I am writing non-XML code most of the day, and I do not have structured editing / auto braces enabled. So when I need to edit that one XML config, I'll open it in my regular editor, which will provide at most syntax highlight, and edit it as needed with a bit of swearing. And next time, I would promise myself I'd choose a different config format which does not need special editors.
Which "same thing"? Not setting up editor and complex environment for the things I am only going to edit once or twice? Yes.
In general, when you see something inefficient, you can either fix it to make it better, or ignore and come up with random workarounds.

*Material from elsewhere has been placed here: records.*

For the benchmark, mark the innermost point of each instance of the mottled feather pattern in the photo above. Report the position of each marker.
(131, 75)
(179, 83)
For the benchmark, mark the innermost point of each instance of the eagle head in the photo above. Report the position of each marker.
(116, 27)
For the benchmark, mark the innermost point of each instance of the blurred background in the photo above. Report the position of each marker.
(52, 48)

In my opinion, a config file which cannot be edited by hand, and which needs a special editor with non-trivial learning curve, is a inefficiency. I can either ignore it, and set up the specialized tools; or I can fix it, by ripping out XML and replacing it with something more human-editable, like TOML or YAML. In large teams, it is almost always better to fix it -- sure, I will spend a few hours getting rid of XML, but this will pay itself off in the long term, as no one else will have to bother with special setup anymore.
(This obvious only applies to the systems where XML is a minor part, like a single configuration file. If your system has huge amount of XML, you better learn the right tools)

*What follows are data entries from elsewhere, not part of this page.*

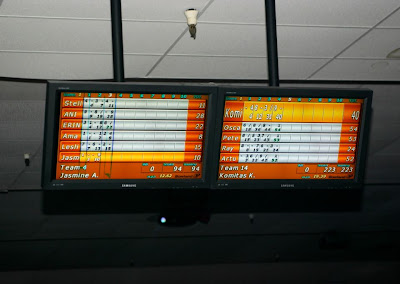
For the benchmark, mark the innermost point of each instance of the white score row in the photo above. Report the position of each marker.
(283, 158)
(123, 146)
(136, 103)
(285, 127)
(133, 136)
(287, 148)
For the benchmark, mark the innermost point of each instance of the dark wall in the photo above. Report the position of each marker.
(31, 239)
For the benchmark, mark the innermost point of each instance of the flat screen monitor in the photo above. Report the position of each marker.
(121, 135)
(292, 138)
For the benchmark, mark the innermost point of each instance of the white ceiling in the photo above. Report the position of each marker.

I don't understand, what is there to set up? With the Emacs mode I gave as an example, you just open an XML file and everything is there. Any decent text editor will have XML support.
xmllint --noout <file> will check the file and report any issues with XML syntax in a very detailed way with line numbers for you to see.
I myself don't even use syntax highlighting and normally work in vim and although I do make errors in XML sometimes, I find that I make at least as many syntactic errors in Python or C code that I have to weed out before I can proceed. But I never heard anyone complaining about Python or C being too strict :)
They all are, but xml isn’t the worst. (Json and S-expressions are worse, for example).
Not even formats designed for human consumption such as yaml are very good. The good ones for editing (toml, csv, ini) fall short when it comes to complex structure instead. There is no silver bullet.